The National Guard says the pilot of the F-15C Eagle was completing qualification training in a controlled military airspace Thursday morning when he flew at just under 700 mph at 20,000 feet above sea level, National Guard spokesman Maj. Matthew Mutti said.
The area isn't among those designated by the U.S. Air Force for supersonic flights, he said.
Residents of the Vermont city of Bradford and the New Hampshire communities of Lyme and Orford may have heard the resulting sonic boom, according to a statement released by the National Guard.
Orford police Officer Michael Foster said the sonic boom prompted about a half dozen residents to call his department. "It was just concern because of the noise," he told The Associated Press.
Dispatchers at the Hanover, N.H., police department, who take calls for 23 towns, told the Valley News of Lebanon, N.H., that they received 15 calls related to the sonic boom.
The National Guard says it didn't intend to cause undue concern.

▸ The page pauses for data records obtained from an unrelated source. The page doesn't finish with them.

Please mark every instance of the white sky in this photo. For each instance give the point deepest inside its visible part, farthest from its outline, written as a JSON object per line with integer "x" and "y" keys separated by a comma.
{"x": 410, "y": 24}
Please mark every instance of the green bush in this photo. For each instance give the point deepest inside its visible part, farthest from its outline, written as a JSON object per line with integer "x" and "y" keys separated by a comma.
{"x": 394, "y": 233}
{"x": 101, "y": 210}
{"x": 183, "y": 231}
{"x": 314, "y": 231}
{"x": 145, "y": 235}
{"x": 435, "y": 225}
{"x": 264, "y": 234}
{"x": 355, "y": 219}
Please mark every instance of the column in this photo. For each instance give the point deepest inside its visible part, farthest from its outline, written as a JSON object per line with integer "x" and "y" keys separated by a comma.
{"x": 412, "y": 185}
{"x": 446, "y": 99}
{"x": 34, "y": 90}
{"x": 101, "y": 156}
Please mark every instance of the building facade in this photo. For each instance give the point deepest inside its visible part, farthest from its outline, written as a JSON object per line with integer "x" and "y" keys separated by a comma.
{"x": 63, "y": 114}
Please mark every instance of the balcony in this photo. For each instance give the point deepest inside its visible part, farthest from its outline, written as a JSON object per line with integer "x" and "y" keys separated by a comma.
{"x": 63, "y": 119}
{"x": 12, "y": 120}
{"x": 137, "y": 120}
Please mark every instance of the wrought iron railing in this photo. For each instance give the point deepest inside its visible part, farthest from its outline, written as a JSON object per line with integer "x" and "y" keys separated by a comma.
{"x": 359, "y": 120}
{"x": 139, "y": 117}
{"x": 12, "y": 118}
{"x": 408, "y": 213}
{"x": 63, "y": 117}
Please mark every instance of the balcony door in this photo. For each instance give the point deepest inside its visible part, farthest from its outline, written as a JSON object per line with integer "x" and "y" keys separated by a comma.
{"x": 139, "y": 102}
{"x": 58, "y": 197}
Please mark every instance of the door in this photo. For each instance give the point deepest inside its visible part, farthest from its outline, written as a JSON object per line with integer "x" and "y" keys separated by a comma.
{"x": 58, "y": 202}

The military restricts supersonic flights to specific operating areas in an effort to avoid disturbing communities over which the jets are flying. The aircrafts are allowed to exceed the speed of sound when flying "15 miles off the coast at a specified altitude ...
The F-15s -- extremely maneuverable tactical fighters designed to enable the Air Force gain and maintain air supremacy over the battlefield -- secure the northeastern United States airspace.
"We will continue to work hard to prepare our pilots to fulfill our mission of air superiority, and our commitment to the community's safety is always paramount, never intending to cause undue concern," said Col. Kenneth Lambrich, vice commander of the 104th Fighter Vice Wing based in the western Massachusetts town of Westfield.